From Hope’s foster mom: Hi folks, I would like to tell you a little about this girl Hope. Over the past month she has fit into our family very easily. She loves to be with her people. She is gentle and kind. She isn’t particularly timid. If told to leave it or go to her bed she does it with ease. Hope is a slender girl that could still use a pound or two. In all appearances she lived in a home with someone who loved her so much that she learned to play and have great house manners. She is completely housebroken and walks quite well on a leash. She has no obvious allergies. I can trim her nails and wipe her feet without her complaining. She also gets her teeth brushed before bed. She was a little concerned about all of our dogs at first but now just hangs with them and has a great time. She has gone with me to pick up my five year old grandson from school and is very social and loves kids and adults. Hope doesn’t guard her toys and plays nicely with our dogs. She waits patiently for her dinner but does drool a bit in anticipation. She sleeps all night in a crate without complaint. She is not completely kennel trained and needs someone with a kind heart to understand that she needs time to adjust to your home to feel confident that you aren’t leaving her forever. I leave her for only short periods of time and am not far away. I have watched her in a camera and she whines a bit then mostly settles down. That is not how it was at first. She circled and complained a lot. I have done this very gradually. I take her in the car in a crate and leave her when I have to go into a store or run an errand. She does okay but can cry some. She never hesitates to go right back in a kennel or a crate and doesn’t appear traumatized by the experience. Hope does take medication for separation anxiety. She chewed a doorknob in our home in the first couple of days but hasn’t done any type of damage since and has become much more comfortable. When I leave her in my home she will sometimes go to the door and lie down and wait my return. Sometimes she just sleeps on the couch. The longer she is here the more comfortable she is becoming. It seems her fear of being left has subsided greatly. I am concerned the longer she is here the harder it will be for her to adjust yet again. It will take an understanding person or people to help her adjust.

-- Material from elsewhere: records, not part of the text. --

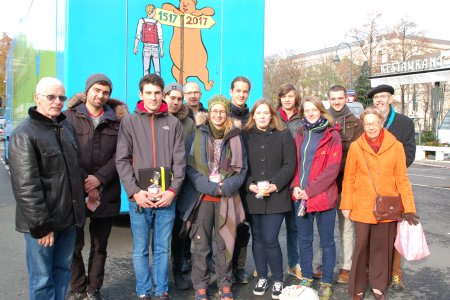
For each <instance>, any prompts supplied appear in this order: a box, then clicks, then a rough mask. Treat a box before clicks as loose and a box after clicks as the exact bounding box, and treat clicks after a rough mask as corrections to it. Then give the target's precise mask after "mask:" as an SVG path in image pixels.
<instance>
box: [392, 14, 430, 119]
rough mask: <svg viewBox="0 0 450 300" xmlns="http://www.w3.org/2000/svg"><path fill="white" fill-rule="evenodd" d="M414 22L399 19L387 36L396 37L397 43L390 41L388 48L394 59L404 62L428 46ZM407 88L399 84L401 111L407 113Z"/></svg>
mask: <svg viewBox="0 0 450 300" xmlns="http://www.w3.org/2000/svg"><path fill="white" fill-rule="evenodd" d="M416 27H417V25H416V23H414V22H412V21H409V20H407V19H400V22H399V23H398V24H397V25H395V26H394V29H393V31H392V32H390V33H389V34H388V35H387V36H390V37H391V38H392V39H396V40H398V41H399V42H398V43H392V45H391V49H390V53H391V55H390V58H391V59H392V60H394V61H398V62H401V63H404V62H406V61H408V60H410V59H411V58H413V57H414V56H417V55H419V54H423V53H426V49H427V48H429V43H428V41H427V39H425V38H424V34H423V32H420V31H416V30H415V29H416ZM408 89H409V85H401V86H400V100H401V112H402V114H406V113H407V109H406V108H407V106H406V105H405V93H406V90H408Z"/></svg>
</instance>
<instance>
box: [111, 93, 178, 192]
mask: <svg viewBox="0 0 450 300" xmlns="http://www.w3.org/2000/svg"><path fill="white" fill-rule="evenodd" d="M140 103H141V102H139V103H138V105H137V107H136V109H135V111H134V113H133V114H132V115H129V116H127V117H125V118H124V119H123V120H122V122H121V123H120V128H119V133H118V137H117V149H116V167H117V172H118V173H119V177H120V180H121V181H122V185H123V187H124V188H125V191H126V193H127V195H128V197H129V198H131V199H132V197H133V195H134V194H135V193H137V192H139V191H140V190H141V188H140V187H139V185H138V181H137V178H139V177H138V171H139V169H143V168H155V167H166V168H169V169H171V170H172V172H173V181H172V183H171V185H170V187H169V189H171V190H173V191H174V192H175V193H177V194H178V191H179V190H180V187H181V184H182V182H183V180H184V173H185V167H186V160H185V149H184V140H183V128H182V126H181V123H180V121H179V120H178V119H177V118H175V117H174V116H171V115H169V114H168V112H167V104H166V103H165V102H164V101H163V102H162V104H161V107H160V110H159V111H158V112H157V113H154V114H152V113H149V112H145V111H143V110H142V109H140V108H139V107H140ZM141 105H142V104H141ZM153 149H155V155H153ZM153 157H154V158H155V165H154V162H153ZM131 199H130V200H131Z"/></svg>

Hope does have moderate separation anxiety (isolation distress). To help Hope with her anxiety she needs to continue to take medication to help her feel less stressful. The adopter will work with a certified separation anxiety trainer which requires prescribed daily behavior training with Hope and weekly remote meetings with the trainer to assess and refine current treatment methods ( Golden Bond Rescue will help with this expense in the beginning). Hope came to GBR through Willamette Humane Society on 8/5/19. She was turned in as a stray.